谷雨一顿,使了眼色阻止她:“奴婢觉得这样倒好,不然主子风头太盛反而招惹麻烦,许是陛下也为了主子着想…”
苏瓷歪在软枕上,欣赏着刚染上的丹蔻指尖,嘴角微扬。
“一半一半吧。”
“主子,什么意思呀?”
“字面上的意思。”
苏瓷眉梢微挑:“陛下以往除了初一十五去皇后宫里,每月大概就招寝两三次,都是找不同的妃嫔,像我这种短短几天连着两次侍寝的,还是头一次,确实已经出了风头。”
“不过如今外面传的,更多应该是说陛下为了打压皇后外戚沈家,所以才对我格外恩宠吧?”
“主子猜得没错,福禄昨日出宫回来,说如今街头巷尾酒楼茶馆的都在议论此事呢。”
谷雨抿嘴点头:“宫里虽然没明面上说,但大家都心知肚明,往日里总巴结皇后的一些妃嫔,这两日除了晨昏定省请安之外,都装病躲在自己宫里呢,瞧着是怕和皇后扯上点什么关系。”
“唉,墙倒众人推呀。”
苏瓷抿了口茶,神色淡定:“也怪皇后自个,身为国母却太小家子气,这些年凡是有妃嫔侍寝,总要被她拿着理由压制一番,不然这四妃之位也不会空悬多年,后宫也不可能只有一个她所出的皇子。”
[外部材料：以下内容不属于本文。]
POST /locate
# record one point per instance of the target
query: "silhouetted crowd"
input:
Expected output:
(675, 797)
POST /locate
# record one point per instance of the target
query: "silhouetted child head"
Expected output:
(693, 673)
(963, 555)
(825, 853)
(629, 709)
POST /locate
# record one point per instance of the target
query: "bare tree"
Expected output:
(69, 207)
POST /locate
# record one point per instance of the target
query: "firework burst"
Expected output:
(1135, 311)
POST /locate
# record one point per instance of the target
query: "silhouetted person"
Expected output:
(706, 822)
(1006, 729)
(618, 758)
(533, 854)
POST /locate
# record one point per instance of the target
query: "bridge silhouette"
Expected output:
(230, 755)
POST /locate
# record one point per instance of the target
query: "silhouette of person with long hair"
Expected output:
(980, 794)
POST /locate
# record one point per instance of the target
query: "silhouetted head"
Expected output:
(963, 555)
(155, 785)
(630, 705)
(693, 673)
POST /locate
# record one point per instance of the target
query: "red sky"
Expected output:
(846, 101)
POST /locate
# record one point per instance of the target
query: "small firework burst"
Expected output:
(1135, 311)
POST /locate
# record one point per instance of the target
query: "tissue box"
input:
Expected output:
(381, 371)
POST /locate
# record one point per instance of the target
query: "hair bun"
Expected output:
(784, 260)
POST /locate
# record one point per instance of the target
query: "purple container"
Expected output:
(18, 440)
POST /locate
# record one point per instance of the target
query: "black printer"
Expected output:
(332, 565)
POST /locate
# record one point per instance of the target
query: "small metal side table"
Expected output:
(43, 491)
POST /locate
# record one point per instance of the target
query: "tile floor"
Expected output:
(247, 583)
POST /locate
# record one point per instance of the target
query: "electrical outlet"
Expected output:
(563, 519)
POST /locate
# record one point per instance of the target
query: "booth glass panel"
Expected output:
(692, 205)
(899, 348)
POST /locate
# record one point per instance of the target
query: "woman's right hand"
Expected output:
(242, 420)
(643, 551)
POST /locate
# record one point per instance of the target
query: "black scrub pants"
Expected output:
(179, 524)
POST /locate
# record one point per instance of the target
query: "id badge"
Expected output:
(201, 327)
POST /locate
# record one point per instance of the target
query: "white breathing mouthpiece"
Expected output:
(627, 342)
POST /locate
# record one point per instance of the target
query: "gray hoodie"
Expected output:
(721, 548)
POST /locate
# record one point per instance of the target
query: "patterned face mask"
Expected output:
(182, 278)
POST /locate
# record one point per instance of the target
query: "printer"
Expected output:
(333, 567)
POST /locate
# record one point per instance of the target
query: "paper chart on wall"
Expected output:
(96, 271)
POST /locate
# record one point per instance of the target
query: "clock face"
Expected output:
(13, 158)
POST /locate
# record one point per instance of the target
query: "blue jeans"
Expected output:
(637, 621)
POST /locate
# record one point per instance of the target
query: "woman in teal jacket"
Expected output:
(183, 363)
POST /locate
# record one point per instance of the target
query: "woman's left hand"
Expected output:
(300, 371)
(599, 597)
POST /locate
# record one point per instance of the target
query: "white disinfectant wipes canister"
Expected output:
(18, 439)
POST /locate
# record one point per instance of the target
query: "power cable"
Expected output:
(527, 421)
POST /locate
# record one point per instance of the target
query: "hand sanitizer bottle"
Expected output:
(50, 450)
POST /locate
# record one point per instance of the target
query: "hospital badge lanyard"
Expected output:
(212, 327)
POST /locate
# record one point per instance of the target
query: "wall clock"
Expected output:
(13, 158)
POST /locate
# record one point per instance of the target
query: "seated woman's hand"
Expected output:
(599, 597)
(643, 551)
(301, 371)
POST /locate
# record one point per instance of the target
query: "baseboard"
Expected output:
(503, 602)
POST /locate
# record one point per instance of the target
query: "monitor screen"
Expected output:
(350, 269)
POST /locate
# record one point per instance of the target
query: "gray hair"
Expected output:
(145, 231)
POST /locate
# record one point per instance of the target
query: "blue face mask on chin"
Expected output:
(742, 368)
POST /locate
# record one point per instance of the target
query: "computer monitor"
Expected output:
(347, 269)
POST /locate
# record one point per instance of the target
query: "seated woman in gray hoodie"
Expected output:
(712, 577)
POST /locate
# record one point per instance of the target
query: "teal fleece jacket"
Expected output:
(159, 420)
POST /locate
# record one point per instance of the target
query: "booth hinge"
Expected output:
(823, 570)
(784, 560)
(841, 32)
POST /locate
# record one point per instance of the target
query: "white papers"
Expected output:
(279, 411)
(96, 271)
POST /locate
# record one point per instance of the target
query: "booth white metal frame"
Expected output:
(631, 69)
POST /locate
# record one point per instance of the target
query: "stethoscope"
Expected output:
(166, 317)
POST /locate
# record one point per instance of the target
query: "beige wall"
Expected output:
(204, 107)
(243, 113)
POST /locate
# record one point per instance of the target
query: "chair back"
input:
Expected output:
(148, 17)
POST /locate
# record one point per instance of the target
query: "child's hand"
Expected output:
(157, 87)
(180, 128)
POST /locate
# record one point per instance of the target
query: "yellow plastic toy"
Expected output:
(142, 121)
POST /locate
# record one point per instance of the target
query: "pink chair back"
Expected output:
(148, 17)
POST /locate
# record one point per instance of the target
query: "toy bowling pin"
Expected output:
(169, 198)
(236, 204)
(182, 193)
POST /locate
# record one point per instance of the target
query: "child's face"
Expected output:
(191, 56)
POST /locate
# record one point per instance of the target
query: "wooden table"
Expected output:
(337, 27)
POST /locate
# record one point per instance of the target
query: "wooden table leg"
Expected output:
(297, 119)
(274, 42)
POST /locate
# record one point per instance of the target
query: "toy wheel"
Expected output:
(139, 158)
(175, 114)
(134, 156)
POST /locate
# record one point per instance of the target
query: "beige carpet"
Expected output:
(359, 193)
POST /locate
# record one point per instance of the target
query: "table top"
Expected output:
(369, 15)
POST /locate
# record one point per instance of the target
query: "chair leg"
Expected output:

“所以憎恨她的不光是宫中妃嫔,还有妃嫔们的娘家人,众口铄金呀,沈家这次犯的事,可不是那么容易就能撇清的。”
烟雨似懂非懂摇摇头。
“主子,奴婢就想知道,陛下对您到底是什么意思呀,是为了打压皇后的假宠,还是单纯喜欢您的真宠呢?”
“不是说了嘛,一半一半呀。”
苏瓷微笑托着腮:“陛下喜欢我是真的,为了打压皇后也是真的,我也是托了爹爹的福才有这会的风头呀。”
谷雨神色思索:“可是主子,沈家之案迟早会了结的,那到时候…”
“嗯,我知道。”
苏瓷懒洋洋坐起身:“万事开头难,我好运气有爹爹帮我开了头,但接下来的路总要我自个走才行,给我更衣吧,苏家女眷这会应该快进宫了。”
“…是。”
刚梳好头,出去打听的烟雨就回来了。
“主子,太后身边的曲公公说苏家女眷已入宫门,这会快到宝荣宫了。”
“嗯。”
苏瓷袅袅走出外间:“可问了都有谁?”
“就四人,老夫人和主母夫人,还有咱们姨娘和大少夫人。”
烟雨说着微微掩嘴:“奴婢还特意问了曲公公,说没见大姑娘跟来呢。”
“呵,这会整个卓京都在议论我的事,那伯爵府不可能不知情的,怎会放她进宫呢,那不是平白给了她炫耀的机会。”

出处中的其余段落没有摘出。